Chief among the enhancements is perhaps Paddle Lite 2.0, the second generation of the Paddle Lite module Baidu released last year. It's tailored for inference on mobile, embedded, and internet of things devices, and it's compatible with both PaddlePaddle models and pretrained models from other sources. Now, Paddle Lite lets developers implement ResNet-50 -- a popular image recognition AI model -- with roughly seven lines of code while supporting edge-based field-programmable gate arrays (FPGAs) and low-precision inference using operators with the INT8 data type.

On the development kit side, PaddlePaddle now packs four tools in total: ERNIE for semantic understanding (NLP), PaddleDetection and PaddleSeg for computer vision (CV), and Elastic CTR for recommendation.

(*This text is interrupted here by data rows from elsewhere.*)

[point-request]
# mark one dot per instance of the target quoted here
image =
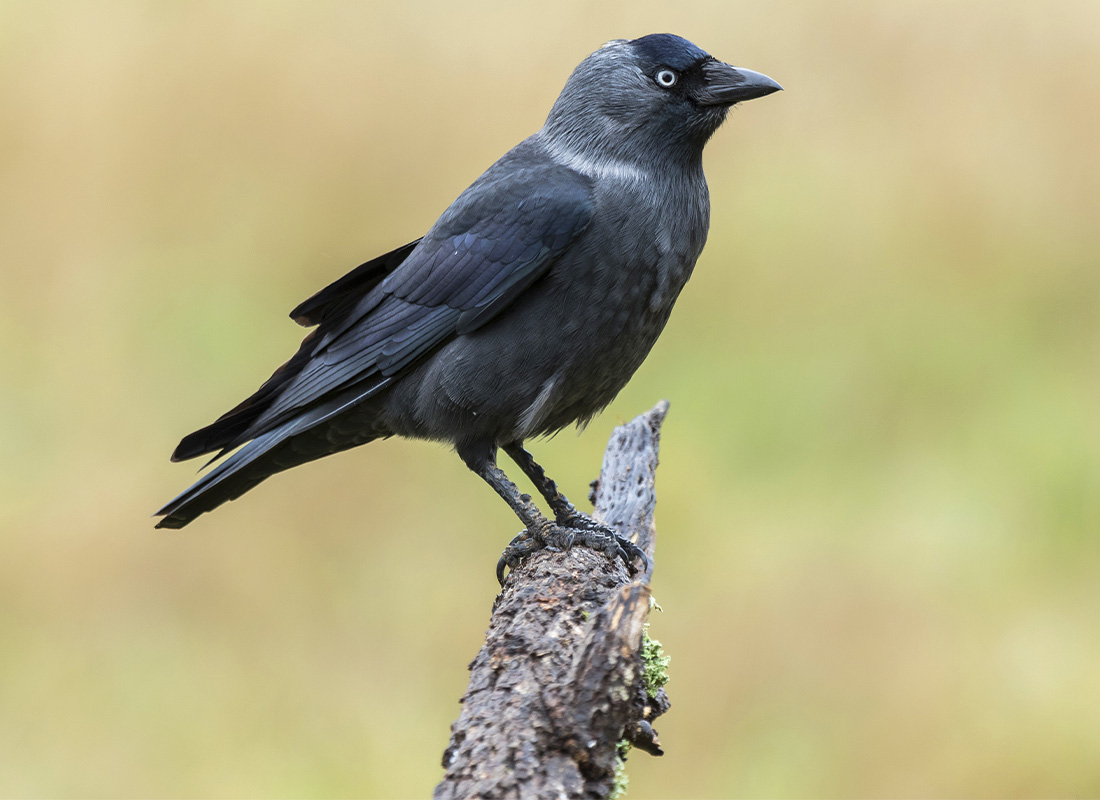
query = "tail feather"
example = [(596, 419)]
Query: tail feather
[(314, 435)]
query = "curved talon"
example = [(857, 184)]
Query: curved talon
[(574, 529)]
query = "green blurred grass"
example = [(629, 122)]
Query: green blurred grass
[(880, 489)]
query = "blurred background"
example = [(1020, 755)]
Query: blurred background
[(880, 491)]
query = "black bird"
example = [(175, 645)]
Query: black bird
[(524, 309)]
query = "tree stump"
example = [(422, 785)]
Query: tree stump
[(560, 680)]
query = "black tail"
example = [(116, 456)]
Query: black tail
[(338, 425)]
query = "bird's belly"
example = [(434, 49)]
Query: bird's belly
[(558, 355)]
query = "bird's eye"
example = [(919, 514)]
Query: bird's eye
[(666, 78)]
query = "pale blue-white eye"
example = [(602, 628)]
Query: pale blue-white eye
[(666, 78)]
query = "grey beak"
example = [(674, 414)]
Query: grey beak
[(726, 85)]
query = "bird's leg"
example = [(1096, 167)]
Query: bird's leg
[(540, 533), (590, 532)]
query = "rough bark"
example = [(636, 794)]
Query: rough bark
[(559, 680)]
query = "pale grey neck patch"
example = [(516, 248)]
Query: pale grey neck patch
[(595, 166)]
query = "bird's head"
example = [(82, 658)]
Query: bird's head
[(659, 94)]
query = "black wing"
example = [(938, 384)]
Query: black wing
[(499, 237), (328, 307)]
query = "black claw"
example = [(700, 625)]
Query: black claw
[(575, 529)]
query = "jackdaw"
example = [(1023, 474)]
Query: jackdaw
[(525, 308)]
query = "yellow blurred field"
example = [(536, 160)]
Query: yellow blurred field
[(880, 491)]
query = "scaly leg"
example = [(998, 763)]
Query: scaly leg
[(591, 533)]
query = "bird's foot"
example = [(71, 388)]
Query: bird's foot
[(573, 529), (616, 545)]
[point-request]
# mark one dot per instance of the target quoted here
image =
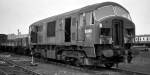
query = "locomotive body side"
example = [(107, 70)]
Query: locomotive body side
[(96, 34)]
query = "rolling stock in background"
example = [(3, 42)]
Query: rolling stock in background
[(93, 35)]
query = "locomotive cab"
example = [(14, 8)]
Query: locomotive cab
[(116, 31)]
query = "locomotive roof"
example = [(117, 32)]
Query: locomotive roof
[(80, 10)]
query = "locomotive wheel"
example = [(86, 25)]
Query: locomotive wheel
[(108, 65)]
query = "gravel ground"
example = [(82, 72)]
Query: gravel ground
[(140, 63)]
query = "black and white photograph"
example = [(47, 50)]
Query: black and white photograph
[(74, 37)]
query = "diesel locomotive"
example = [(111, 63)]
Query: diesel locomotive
[(97, 34)]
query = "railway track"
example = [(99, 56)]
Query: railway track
[(8, 67), (95, 70)]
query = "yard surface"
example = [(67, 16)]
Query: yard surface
[(140, 63)]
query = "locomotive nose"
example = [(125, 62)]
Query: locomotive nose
[(108, 53)]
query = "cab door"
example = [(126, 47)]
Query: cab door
[(117, 32)]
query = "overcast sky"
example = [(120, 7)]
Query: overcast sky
[(19, 14)]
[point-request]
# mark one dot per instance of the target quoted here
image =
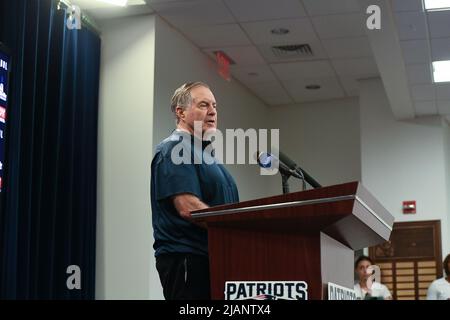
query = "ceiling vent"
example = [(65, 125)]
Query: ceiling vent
[(293, 51)]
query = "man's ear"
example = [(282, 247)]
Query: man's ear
[(179, 111)]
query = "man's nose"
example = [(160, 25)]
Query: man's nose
[(212, 110)]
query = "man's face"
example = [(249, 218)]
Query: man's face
[(361, 269), (203, 109)]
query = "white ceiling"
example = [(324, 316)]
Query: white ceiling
[(424, 37), (335, 30)]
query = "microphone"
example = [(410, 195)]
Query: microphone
[(286, 165)]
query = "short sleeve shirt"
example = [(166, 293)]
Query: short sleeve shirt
[(206, 179)]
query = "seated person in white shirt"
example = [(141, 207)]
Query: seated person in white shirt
[(440, 288), (365, 290)]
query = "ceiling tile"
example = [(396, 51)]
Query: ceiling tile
[(254, 10), (278, 100), (440, 49), (273, 56), (217, 35), (439, 22), (89, 4), (442, 91), (242, 56), (194, 13), (330, 89), (415, 51), (254, 74), (324, 7), (340, 26), (411, 25), (348, 47), (419, 74), (350, 85), (407, 5), (423, 92), (425, 108), (268, 89), (360, 68), (300, 31), (299, 70), (444, 107)]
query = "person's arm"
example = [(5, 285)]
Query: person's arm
[(386, 294), (432, 292), (185, 203)]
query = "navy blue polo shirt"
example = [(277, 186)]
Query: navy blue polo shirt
[(209, 181)]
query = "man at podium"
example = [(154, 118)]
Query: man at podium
[(177, 189)]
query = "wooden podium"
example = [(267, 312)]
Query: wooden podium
[(303, 236)]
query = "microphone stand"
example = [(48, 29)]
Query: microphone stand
[(285, 184)]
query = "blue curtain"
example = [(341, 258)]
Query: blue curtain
[(48, 216)]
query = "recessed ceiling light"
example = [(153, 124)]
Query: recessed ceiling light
[(279, 31), (437, 5), (120, 3), (312, 87), (441, 71)]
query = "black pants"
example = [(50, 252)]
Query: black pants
[(184, 276)]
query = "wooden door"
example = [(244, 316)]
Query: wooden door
[(411, 260)]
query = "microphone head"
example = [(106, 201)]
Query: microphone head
[(264, 159)]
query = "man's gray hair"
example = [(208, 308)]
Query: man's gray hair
[(182, 96)]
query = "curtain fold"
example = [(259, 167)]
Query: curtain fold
[(48, 214)]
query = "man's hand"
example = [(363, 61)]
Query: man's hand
[(185, 203)]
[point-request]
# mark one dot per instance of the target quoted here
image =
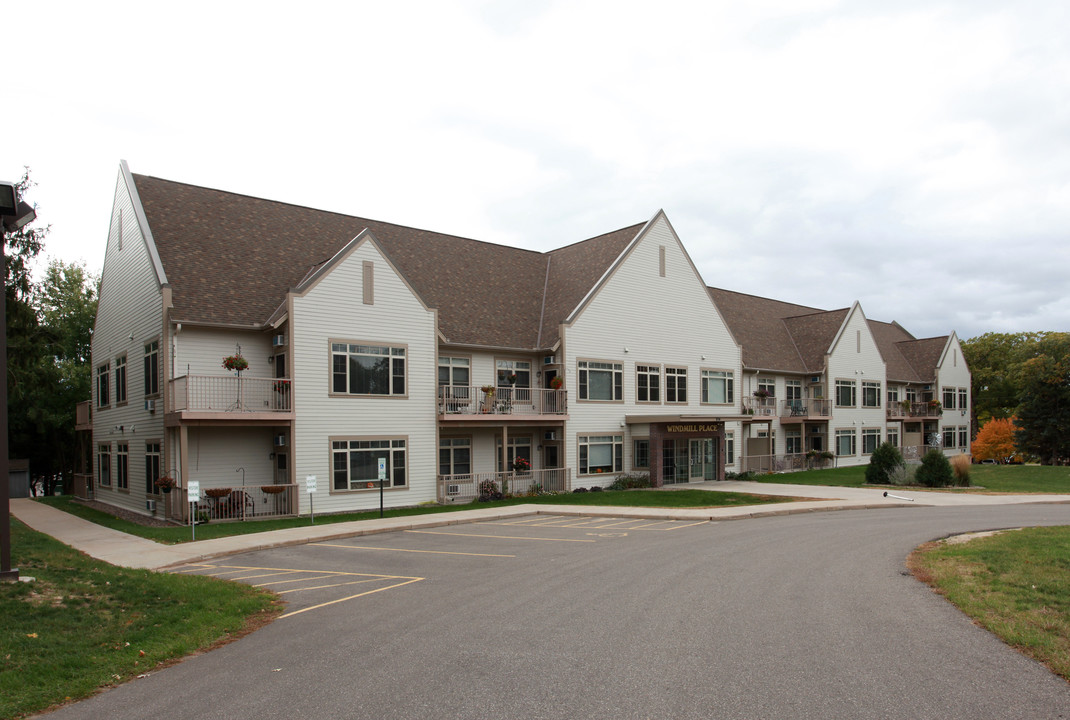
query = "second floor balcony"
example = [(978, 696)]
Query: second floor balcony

By way of a refresher, ERNIE is a pretraining framework for semantic understanding that incrementally gains knowledge through multi-task learning, while PaddleSeg is an image segmentation library supporting tasks from data augmentation to modular design. PaddleDetection, an object detection suite, has been upgraded with the addition of over 60 models. As for the newly released Elastic CTR, it serves parameter deployment forecasts and provides process documentation for distributed training on Kubernetes.

PaddlePaddle 1.6 also ships with a novel framework -- Paddle Graph Learning (PGL) -- for heterogeneous graph learning on walk-based paradigm and message passing-based paradigms, boosting the number of graph learning models that PaddlePaddle supports to 13. Plus, there's the PaddleFL federated learning framework, which taps the open source FedAvg and differential privacy-based SGD algorithms to enable distributed learning for model training on a corpus of decentralized data.

The new PaddlePaddle includes release of an upgraded version of EasyDL, a platform that's been used by more than 65,000 enterprises to build over 169,000 models in manufacturing, agriculture, service industries, and more with a drag-and-drop interface. EasyDL Pro -- the newest iteration -- is a one-stop development platform for engineers looking to deploy algorithms with fewer lines of code. As for the new Master mode, it's designed to help developers better customize models for tasks using a library of pretrained models and tools for transfer learning.

Baidu open-sourced PALM, which won the Machine Reading for Question Answering (MRQA) 2019 championship, and added support in PaddlePaddle for more operators and APIs and over 100 new models across natural language processing, computer vision, speech, and recommendation. PARL, a high-performance distributed training framework for reinforcement learning (RL), has been upgraded with more parallel mechanisms and support for parallel evolutionary algorithms. Lastly, PaddleSlim (a PaddlePaddle module for model compression) gained a quantitative training function and a hardware-based small model search capability, coinciding with the arrival of an auto fine-tune function for hyperparameter optimization in PaddleHub (a toolkit for managing pretrained models).

"By providing hardware support, cloud-to-edge deployment, development kits, and Master mode, we've significantly improved PaddlePaddle's performance and feature set," said executive director of Baidu AI Group Tian Wu. "In the future, PaddlePaddle will keep advancing large-scale distributed computing and heterogeneous computing, providing the most powerful production platform and infrastructure for developers to accelerate the development of intelligent industries."

Baidu has made its AI ambitions clear in the two years since it launched Baidu Brain, its eponymous platform for enterprise AI. Last year, Baidu took the wraps off Kunlun, an AI chip designed to handle models for on-device edge computing and datacenter processing that's able to achieve up to 260 tera-operations per second (TOPS) and 512GB/second memory bandwidth. More recently, Baidu announced that its conversational AI assistant DuerOS has reached an install base of 400 million devices, up from 150 million last November. To date, more than 200 partners have launched 110 DuerOS-powered devices and about 16,000 software developers are actively contributing to its apps marketplace.